Il existe une infinité d’anticorps, et tous n’ont pas encore été étudiés ou décrits en médecine vétérinaire, loin de là. Nous sommes encore au tout début de l’intégration de cette thérapie dans la pratique vétérinaire. La plupart des résultats positifs sont encore au stade de la recherche. Des résultats significatifs, comme ceux présentés précédemment n’ont pas encore abouti à des formes pharmaceutiques commercialisables faute de travaux de développement complémentaires. Mais si cette technologie ne demeure encore que partiellement exploitée pour les animaux, tout suggère et encourage une accélération imminente de l’utilisation des anticorps dans le milieu vétérinaire. « Il y a une explosion des thérapies par anticorps monoclonaux en médecine humaine, » raconte John Innes, cofondateur de la banque de tissus vétérinaires et président du Conseil des bourses du RCVS, à Jolyon Martin, cofondateur de la start-up biotech en santé des animaux de compagnie Petmedix. « Elles ont transformé des vies. Le potentiel pour ces thérapies en médecine vétérinaire est énorme avec un impact majeur sur le bien-être animal. »

« Le premier anticorps monoclonal pour chiens a eu beaucoup de succès et est une preuve de concept claire. Il existe de nombreux troubles chroniques chez les chiens et les chats qui pourraient bénéficier de traitement de ce type : arthrite, troubles immunitaires, allergies, douleurs chroniques, lymphomes, autres cancers, pour n’en citer que quelques-uns. Il y a certainement un potentiel à ajouter un nouvel acteur sur le marché de la thérapeutique animale, » ajoute-t-il. De nombreuses études et essais cliniques sont en cours et quelle que soit la spécialité, les anticorps s’avèrent déjà être un outil prometteur en santé animale.
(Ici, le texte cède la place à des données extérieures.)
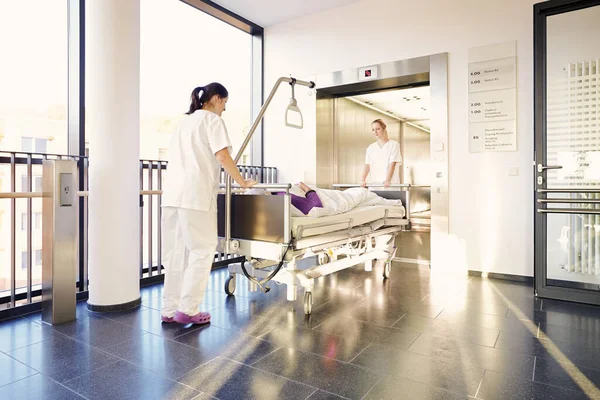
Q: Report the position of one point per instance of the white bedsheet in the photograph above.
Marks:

Cependant, Jean-Christophe Audonnet met en garde. « Le potentiel pour des anticorps thérapeutiques chez l’animal sera du même niveau que chez les humains si deux conditions sont remplies. Premièrement, il faudra une transposition relativement facile des cibles identifiées chez l’homme aux maladies similaires chez les animaux de compagnie. Ensuite, il faudra que les coûts de production des anticorps monoclonaux soient compatibles avec ceux du marché de la santé animale, même si les assurances santé pour chiens et chats semblent se développer assez vite. Cela pourra être possible notamment par de nouveaux systèmes d’expression ou de l’utilisation de molécules qui ne sont pas des anticorps classiques, par exemple les nano-anticorps de camélidés, ou les molécules de type « affitines », avec une spécificité de reconnaissance équivalente à celle des anticorps classiques, mais pouvant être produites dans des systèmes procaryotes très peu coûteux. Ainsi les animaux de petite et moyenne taille seront les premiers à bénéficier de ces thérapies, car le coût des traitements est proportionnel au poids de l’animal. Le traitement des chevaux ne pourra être effectif qu’avec une mise à disposition d’anticorps à très bas coûts de production. »

Les futurs essais cliniques chez les espèces animales domestiques cibles devraient de plus en plus convaincre du potentiel des anticorps pour le bien-être et la santé des animaux. L’immunité passive conférée par les anticorps constituera une part grandissante de l’arsenal mis à la disposition des vétérinaires pour favoriser la croissance des animaux d’élevage de manière sûre et maintenir leur santé, comme celle des animaux de compagnie. Dans les années à venir, l’utilisation d’anticorps pour le contrôle et le traitement des maladies animales deviendra une réalité et prendra une part de plus en plus importante dans l’économie liée à ces produits pharmaceutiques.